ECLI:NL:GHARL:2019:10943

Gerechtshof Arnhem-Leeuwarden

Datum uitspraak
17 december 2019
Publicatiedatum
19 december 2019
Zaaknummer
18/00950
Instantie
Gerechtshof Arnhem-Leeuwarden
Type
Uitspraak
Procedures
  • Hoger beroep
Vindplaatsen
  • Rechtspraak.nl
AI samenvatting door LexboostAutomatisch gegenereerd

Hoger beroep inzake de waardevaststelling van een onroerende zaak onder de Wet WOZ

In deze zaak gaat het om een hoger beroep van belanghebbende tegen de uitspraak van de rechtbank Midden-Nederland, waarin de waarde van de onroerende zaak aan de [a-straat] 42 te [Z] werd vastgesteld op € 880.000 door de heffingsambtenaar. De heffingsambtenaar had deze waarde vastgesteld op basis van de Wet waardering onroerende zaken (Wet WOZ) per waardepeildatum 1 januari 2016. Na bezwaren van belanghebbende werd de waarde verlaagd tot € 869.000, maar belanghebbende ging in beroep. De rechtbank verklaarde het beroep ongegrond, waarna belanghebbende hoger beroep instelde bij het Gerechtshof Arnhem-Leeuwarden.

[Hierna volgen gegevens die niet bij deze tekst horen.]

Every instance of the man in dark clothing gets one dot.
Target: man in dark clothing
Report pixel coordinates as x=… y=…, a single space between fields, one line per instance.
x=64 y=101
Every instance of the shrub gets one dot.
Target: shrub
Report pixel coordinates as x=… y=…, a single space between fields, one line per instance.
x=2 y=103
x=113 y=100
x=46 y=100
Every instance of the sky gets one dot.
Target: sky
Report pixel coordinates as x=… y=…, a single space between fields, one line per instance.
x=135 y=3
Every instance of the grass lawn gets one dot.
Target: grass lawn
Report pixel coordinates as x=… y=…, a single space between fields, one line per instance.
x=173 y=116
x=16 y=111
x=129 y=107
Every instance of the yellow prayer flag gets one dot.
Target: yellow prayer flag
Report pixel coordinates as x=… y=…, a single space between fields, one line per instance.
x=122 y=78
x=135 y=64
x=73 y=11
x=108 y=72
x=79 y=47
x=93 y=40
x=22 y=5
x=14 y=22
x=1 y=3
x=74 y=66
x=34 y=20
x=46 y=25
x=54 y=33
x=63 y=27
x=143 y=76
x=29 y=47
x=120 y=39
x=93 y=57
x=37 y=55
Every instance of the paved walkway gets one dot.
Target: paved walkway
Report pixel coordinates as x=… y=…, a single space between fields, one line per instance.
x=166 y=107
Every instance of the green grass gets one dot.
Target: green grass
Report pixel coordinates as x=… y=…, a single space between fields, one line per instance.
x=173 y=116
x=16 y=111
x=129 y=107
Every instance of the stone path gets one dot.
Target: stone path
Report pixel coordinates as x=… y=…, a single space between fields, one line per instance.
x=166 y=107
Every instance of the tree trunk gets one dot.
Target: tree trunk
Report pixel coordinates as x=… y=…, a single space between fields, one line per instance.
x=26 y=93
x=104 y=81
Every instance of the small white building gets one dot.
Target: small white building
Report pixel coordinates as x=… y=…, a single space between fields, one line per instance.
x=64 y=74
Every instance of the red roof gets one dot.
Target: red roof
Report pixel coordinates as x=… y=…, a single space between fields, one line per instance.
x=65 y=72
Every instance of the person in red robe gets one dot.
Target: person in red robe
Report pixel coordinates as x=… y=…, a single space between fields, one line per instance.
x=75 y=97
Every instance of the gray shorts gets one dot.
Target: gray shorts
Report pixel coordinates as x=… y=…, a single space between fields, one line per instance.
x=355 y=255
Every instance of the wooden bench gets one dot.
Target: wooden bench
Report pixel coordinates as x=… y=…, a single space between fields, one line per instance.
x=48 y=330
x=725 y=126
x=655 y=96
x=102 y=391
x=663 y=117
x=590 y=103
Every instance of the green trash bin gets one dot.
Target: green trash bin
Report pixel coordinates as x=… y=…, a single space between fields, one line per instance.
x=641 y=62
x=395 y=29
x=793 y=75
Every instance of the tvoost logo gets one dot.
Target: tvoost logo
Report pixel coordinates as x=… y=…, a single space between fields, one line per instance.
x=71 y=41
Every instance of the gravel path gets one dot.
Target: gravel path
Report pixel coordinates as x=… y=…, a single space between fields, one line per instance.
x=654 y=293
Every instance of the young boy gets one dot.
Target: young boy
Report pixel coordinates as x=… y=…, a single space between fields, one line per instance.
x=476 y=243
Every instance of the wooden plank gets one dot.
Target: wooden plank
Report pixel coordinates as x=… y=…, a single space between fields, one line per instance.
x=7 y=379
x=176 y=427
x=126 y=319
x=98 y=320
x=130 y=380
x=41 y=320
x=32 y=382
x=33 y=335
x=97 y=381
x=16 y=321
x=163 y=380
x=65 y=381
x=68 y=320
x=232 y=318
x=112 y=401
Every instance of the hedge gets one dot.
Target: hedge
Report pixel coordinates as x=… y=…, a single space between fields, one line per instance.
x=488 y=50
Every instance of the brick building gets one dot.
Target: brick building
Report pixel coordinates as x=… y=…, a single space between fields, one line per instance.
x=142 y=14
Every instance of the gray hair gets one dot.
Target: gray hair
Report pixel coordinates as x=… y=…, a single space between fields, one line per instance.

Tijdens de zitting op 28 november 2019 werd de zaak behandeld. Belanghebbende stelde dat de waarde van de onroerende zaak lager moest zijn, met een primair verzoek om vaststelling op € 675.000 en subsidiair op € 690.000. De heffingsambtenaar handhaafde de waarde van € 869.000. Het Hof oordeelde dat de heffingsambtenaar niet in zijn bewijslast was geslaagd, omdat de verschillen tussen de onroerende zaak en de referentieobjecten onvoldoende inzichtelijk waren gemaakt. Het Hof stelde de waarde van de onroerende zaak uiteindelijk vast op € 750.000, wat lager was dan de door de heffingsambtenaar voorgestelde waarde, maar hoger dan de door belanghebbende gevraagde waarde.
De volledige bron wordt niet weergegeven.